FP05-4 Progression of Hepatic Steatosis to Fibrosis and Adenoma Formation in Liver Specific Growth Hormone Receptor Knockout (GHRLD) Mice

Program: Abstracts - Orals, Featured Poster Presentations, and Posters
Session: FP05-Lipids: Regulation & Mechanism of Disease
Basic
Saturday, June 15, 2013: 11:00 AM-11:30 AM
Presentation Start Time: 11:15 AM
Room 133 (Moscone Center)

Poster Board SAT-728
Mark A Sperling*1, Yong Fan2, Xing Fang2, Asako Tajima2 and Massimo Trucco2
1Children's Hosp - Pittsburgh, Pittsburgh, PA, 2Division of Immunogenetics, Pittsburgh, PA
Progression of hepatic steatosis to fibrosis and adenoma formation in liver specific growth hormone receptor knockout (GHRLD) mice

Yong Fan, Xing Fang, Asako Tajima, Massimo Trucco, Mark A Sperling.

Department of Pediatrics, Children’s Hospital, University of Pittsburgh

Introduction:Non-alcoholic fatty liver disease (NAFLD) is one of the most common forms of chronic liver disorders closely related to obesity and insulin resistance. Non-alcoholic steatohepatitis (NASH) develops from NAFLD, and is characterized by lipid accumulation with evidence of hepatocellular damage, inflammation and progressive fibrosis, ultimately resulting in cirrhosis and adeno-carcinoma formation. We and others have shown that liver-specific deletion of GHR or JAK2/STAT5 signaling in mice leads to NAFLD (1-3). We investigated the progression of NAFLD over the lifespan in mice with GHRLD.

Methods: We performed sequential histology and histochemical analysis of liver samples from mice with GHRLD at 44 to 72 weeks of age on normal chow, followed by quantitative PCR for markers of inflammation (TNFalpha, CCL3, IL1a, IL1b), fibrosis (Col1A2, Col3A1, MMP13, TGFb), and liver regeneration (Egr-1). Results are reported from at least 5 mice in each group at 40-72 weeks comparing GHRLD to controls.

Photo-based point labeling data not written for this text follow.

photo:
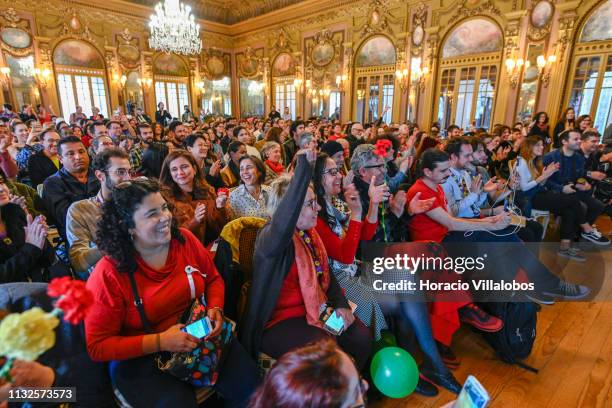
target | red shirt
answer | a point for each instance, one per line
(421, 226)
(344, 249)
(113, 327)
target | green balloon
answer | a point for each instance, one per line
(394, 372)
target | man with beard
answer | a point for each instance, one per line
(73, 182)
(152, 153)
(110, 167)
(177, 132)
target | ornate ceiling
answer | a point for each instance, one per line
(228, 11)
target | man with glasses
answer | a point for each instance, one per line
(356, 136)
(111, 167)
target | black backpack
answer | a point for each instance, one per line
(514, 341)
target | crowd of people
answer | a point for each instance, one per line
(137, 203)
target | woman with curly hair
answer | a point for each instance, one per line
(193, 201)
(318, 375)
(146, 253)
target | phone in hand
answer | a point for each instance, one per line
(200, 328)
(472, 395)
(331, 321)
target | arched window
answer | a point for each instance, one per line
(468, 74)
(80, 76)
(375, 80)
(591, 85)
(283, 74)
(171, 77)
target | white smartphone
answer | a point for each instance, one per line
(200, 328)
(472, 395)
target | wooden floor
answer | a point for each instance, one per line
(573, 351)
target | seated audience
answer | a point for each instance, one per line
(146, 253)
(194, 203)
(317, 375)
(439, 225)
(25, 252)
(230, 174)
(73, 182)
(250, 198)
(292, 280)
(570, 180)
(110, 167)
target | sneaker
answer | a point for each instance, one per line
(570, 253)
(475, 316)
(595, 237)
(448, 356)
(569, 291)
(540, 298)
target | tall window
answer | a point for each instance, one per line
(174, 95)
(467, 95)
(284, 93)
(334, 101)
(82, 90)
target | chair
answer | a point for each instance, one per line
(545, 219)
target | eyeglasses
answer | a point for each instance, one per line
(312, 204)
(333, 171)
(124, 172)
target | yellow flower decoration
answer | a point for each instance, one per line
(27, 335)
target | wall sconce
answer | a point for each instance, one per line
(4, 76)
(514, 67)
(544, 67)
(341, 81)
(145, 82)
(418, 74)
(42, 76)
(402, 78)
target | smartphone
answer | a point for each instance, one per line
(200, 328)
(472, 395)
(331, 322)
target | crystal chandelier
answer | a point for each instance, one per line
(173, 29)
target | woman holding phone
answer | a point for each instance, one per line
(292, 283)
(146, 250)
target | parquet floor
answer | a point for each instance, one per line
(573, 351)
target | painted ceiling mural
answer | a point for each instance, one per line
(228, 11)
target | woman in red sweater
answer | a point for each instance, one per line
(341, 229)
(139, 237)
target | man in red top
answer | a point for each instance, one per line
(439, 225)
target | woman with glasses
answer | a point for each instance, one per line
(250, 198)
(341, 229)
(193, 201)
(318, 375)
(198, 144)
(146, 253)
(292, 284)
(25, 252)
(272, 155)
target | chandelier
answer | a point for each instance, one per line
(173, 29)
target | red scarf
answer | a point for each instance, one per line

Results:In GHRLD, distinct nodular structure was first histologically observed at ~ 40 weeks. Microscopy (H&E) revealed the presence of areas with diminished steatosis, replaced by fibrosis and adenoma formation. Trichrome-Masson staining revealed marked increase of collagen deposition throughout the GHRLD sections. An increased mitotic index was apparent in the adenomas, in conjunction with increased markers of apoptosis. Real-time PCR analysis of key markers of inflammation revealed a 3-5 fold increase in TNFa, IL1a, IL1b, CCL3 and MMP13, confirming the severity of inflammation. The expression of fibrotic markers, Col1A2 and Col3A1, were 15-20 fold increased, together with a 70% increase in TGFb transcripts. The marker of liver regeneration, Egr-1, was 25-35 fold increased in the GHRLD liver.    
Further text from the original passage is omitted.